Le montant de cette Couverture socle commune serait accompagné d'un « Complément d’insertion » pour les personnes qui touchent le RSA actuellement, d'un « Complément de soutien »  pour les personnes de plus de 65 ans ou en situation de handicap.

Enfin, d'autres idées nous semblent positives comme celle d'un Droit effectif à l’accompagnement, ou celle d'un « référent de parcours », sorte de médecin de famille version sociale, pour favoriser un accompagnement global et personnalisé.

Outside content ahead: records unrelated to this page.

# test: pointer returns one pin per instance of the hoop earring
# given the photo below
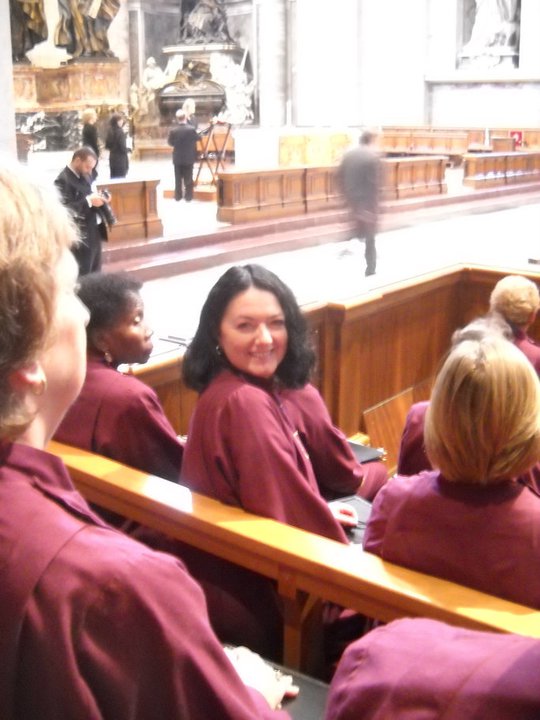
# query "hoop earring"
(39, 388)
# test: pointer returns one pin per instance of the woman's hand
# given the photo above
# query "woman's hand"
(344, 514)
(258, 674)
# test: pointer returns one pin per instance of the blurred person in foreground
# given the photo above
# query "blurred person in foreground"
(94, 624)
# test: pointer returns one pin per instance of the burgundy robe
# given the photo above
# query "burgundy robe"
(244, 449)
(412, 669)
(94, 624)
(336, 469)
(484, 537)
(120, 417)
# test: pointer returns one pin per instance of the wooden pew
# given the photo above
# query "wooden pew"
(305, 566)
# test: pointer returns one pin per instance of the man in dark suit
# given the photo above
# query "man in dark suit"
(183, 139)
(75, 185)
(359, 180)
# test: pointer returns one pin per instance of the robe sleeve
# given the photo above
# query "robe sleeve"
(127, 636)
(135, 431)
(259, 463)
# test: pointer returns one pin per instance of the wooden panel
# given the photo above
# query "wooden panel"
(304, 565)
(134, 202)
(385, 422)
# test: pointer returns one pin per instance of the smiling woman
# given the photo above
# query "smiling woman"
(261, 437)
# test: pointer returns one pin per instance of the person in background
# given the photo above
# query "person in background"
(419, 668)
(260, 436)
(183, 139)
(94, 624)
(75, 185)
(117, 415)
(89, 131)
(359, 179)
(482, 430)
(116, 144)
(516, 300)
(188, 107)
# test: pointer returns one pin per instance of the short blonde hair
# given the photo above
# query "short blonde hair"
(35, 228)
(516, 298)
(483, 422)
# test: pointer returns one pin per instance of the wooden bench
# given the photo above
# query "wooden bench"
(305, 566)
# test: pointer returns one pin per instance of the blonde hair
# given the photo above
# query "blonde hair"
(483, 422)
(516, 298)
(89, 115)
(35, 228)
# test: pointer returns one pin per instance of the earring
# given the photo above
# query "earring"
(39, 387)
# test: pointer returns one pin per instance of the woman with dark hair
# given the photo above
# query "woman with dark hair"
(115, 142)
(117, 415)
(261, 436)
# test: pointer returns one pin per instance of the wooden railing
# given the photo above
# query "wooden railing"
(304, 566)
(492, 169)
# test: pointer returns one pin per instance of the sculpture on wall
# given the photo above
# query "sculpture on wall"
(205, 22)
(83, 27)
(495, 31)
(28, 27)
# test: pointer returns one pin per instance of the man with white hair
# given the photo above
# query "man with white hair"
(183, 139)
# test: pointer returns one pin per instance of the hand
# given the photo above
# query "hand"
(345, 514)
(258, 674)
(96, 200)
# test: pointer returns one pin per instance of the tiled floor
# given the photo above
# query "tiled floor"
(506, 238)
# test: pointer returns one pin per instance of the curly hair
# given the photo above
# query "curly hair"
(516, 298)
(203, 361)
(35, 229)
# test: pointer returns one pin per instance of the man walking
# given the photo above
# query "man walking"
(183, 139)
(75, 185)
(359, 177)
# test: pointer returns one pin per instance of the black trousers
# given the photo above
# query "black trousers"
(183, 182)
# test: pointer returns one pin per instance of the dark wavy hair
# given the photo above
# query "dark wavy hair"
(203, 360)
(107, 297)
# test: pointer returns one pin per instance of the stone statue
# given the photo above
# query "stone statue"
(83, 26)
(496, 27)
(206, 22)
(28, 27)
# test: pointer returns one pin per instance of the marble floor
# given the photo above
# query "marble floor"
(334, 271)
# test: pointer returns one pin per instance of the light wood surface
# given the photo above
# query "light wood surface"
(305, 566)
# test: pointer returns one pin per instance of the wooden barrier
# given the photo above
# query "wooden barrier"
(260, 194)
(369, 347)
(304, 565)
(134, 202)
(490, 169)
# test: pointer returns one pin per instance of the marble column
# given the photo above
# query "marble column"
(272, 61)
(8, 145)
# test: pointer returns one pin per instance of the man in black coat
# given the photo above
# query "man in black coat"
(75, 185)
(183, 139)
(359, 179)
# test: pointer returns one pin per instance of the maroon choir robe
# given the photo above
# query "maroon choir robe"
(94, 624)
(483, 536)
(120, 417)
(336, 469)
(420, 668)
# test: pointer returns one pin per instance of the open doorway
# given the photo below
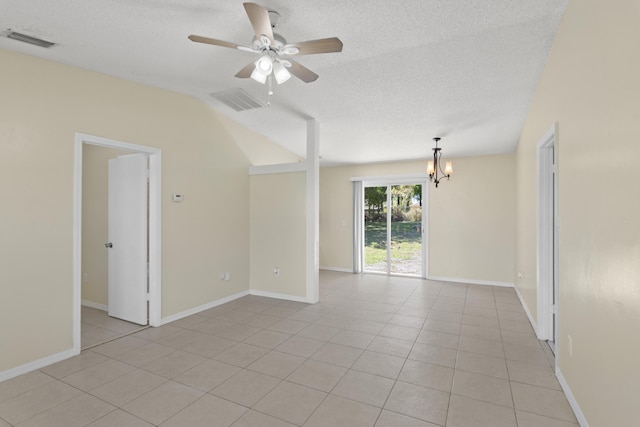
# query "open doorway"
(548, 288)
(91, 250)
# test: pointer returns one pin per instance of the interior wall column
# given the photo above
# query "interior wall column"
(313, 211)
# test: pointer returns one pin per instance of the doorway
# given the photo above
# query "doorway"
(548, 238)
(153, 155)
(393, 229)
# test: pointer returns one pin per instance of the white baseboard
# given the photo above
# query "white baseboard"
(203, 307)
(36, 364)
(339, 269)
(471, 281)
(275, 295)
(526, 310)
(95, 305)
(572, 400)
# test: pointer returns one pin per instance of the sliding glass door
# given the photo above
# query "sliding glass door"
(393, 232)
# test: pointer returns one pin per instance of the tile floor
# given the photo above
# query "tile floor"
(97, 327)
(376, 351)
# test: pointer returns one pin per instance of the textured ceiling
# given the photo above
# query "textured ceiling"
(410, 69)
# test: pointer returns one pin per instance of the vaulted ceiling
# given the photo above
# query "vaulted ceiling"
(410, 70)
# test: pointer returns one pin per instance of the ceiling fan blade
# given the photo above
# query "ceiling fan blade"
(259, 17)
(329, 45)
(216, 42)
(246, 71)
(302, 72)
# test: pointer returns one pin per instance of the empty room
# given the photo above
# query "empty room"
(319, 213)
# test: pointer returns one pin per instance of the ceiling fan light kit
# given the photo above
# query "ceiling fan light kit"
(274, 61)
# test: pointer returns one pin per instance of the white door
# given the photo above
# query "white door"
(127, 246)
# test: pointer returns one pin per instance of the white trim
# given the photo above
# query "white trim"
(582, 420)
(546, 187)
(340, 269)
(207, 306)
(275, 295)
(526, 310)
(279, 168)
(95, 305)
(36, 364)
(313, 212)
(471, 281)
(376, 180)
(155, 227)
(425, 229)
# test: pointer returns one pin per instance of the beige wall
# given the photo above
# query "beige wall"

Encore faudra-t-il que cet accompagnement soit suffisant en termes de moyens et satisfaisant au niveau de la qualité, ce qui est loin d'être toujours le cas dans le cadre des politiques d’insertion actuelles.

 

Quels sont les bémols que vous pourriez apporter à ces avancées ?

Si le chemin vers la simplification des démarches administratives et vers l'automatisation des droits progresse, cette automatisation n’est proposée qu'à moyen terme dans le rapport. On peut comprendre que l'automatisation demande un peu de temps vu la complexité de sa mise en œuvre, néanmoins il ne faut pas perdre de vue cet objectif à moyen terme, car c’est la vraie solution pour lutter contre le non recours.

 

Nous regrettons que la question d'une revalorisation à court terme des minima sociaux soit absente du rapport.

Daniel Verger

Un autre bémol est tout simplement que les propositions de ce rapport ne permettent que partiellement de répondre à l’objectif principal des minima sociaux : faire sortir de la pauvreté. En effet, même avec la Couverture socle commune et le complément insertion, beaucoup d’allocataires resteront sensiblement en dessous du seuil de pauvreté.

La revalorisation significative des minima sociaux n'est pas prévue à court terme, et cela reste une demande des associations, même en ces temps compliqués budgétairement, car les récentes revalorisations permettent seulement de maintenir le faible pouvoir d’achat des allocataires. À titre d'exemple, le RSA correspond aujourd'hui à guère plus de la moitié du seuil de pauvreté pour une personne seule.